By Dominique Mobley ’22
Barber Shop Chronicles, written by Inua Ellams, explores and depicts the importance of the barber shop in the lives of Black men, regardless of where they come from – be it Johannesburg or London, Accra or Lagos, Kampala or Harare.
Perhaps the most fascinating part of the play was the universality of the topics discussed in the shops, which created a cohesion between each of the men in each of the cities, even if they were thousands of miles – and cultures – apart.
While the topics of conversation varied from the serious to the silly – whether about the use of racial slurs or the outcome of the soccer match between Chelsea and Barcelona – Ellam kept the tone lighthearted, inserting various pieces of upbeat music and dance numbers.
As a young African American woman myself, I enjoyed the lengths Ellam went in telling a story that expressed that, while there are differences between the Black experience in Africa as opposed to the Black experience in Britain (and as opposed to other parts of the world, as well), we all have much more in common than we think in how we think, live, and go through our days. The barber shop is a vessel for these commonalities, as Black men share their worries, their struggles, their dreams, their faith, and their counsel.
The stories told in Barber Shop Chronicles came together nicely, as though they were pieces in a puzzle, and with an incredible ending to boot. The acting was hilarious and convincing, with actors switching between more than one role seamlessly.
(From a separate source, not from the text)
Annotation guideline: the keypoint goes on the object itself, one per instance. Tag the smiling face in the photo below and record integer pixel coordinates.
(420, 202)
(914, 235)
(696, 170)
Audiences of all backgrounds will take something away from the show and gain insight into the global Black male experience. Audiences get to explore a day from continent to continent, country to country, story to story, and barber shop to barber shop.
This show is a must-see.
Dominique is a first-year Dartmouth student and a member of Arts Ambassadors, a club for students who like to get together and see performances.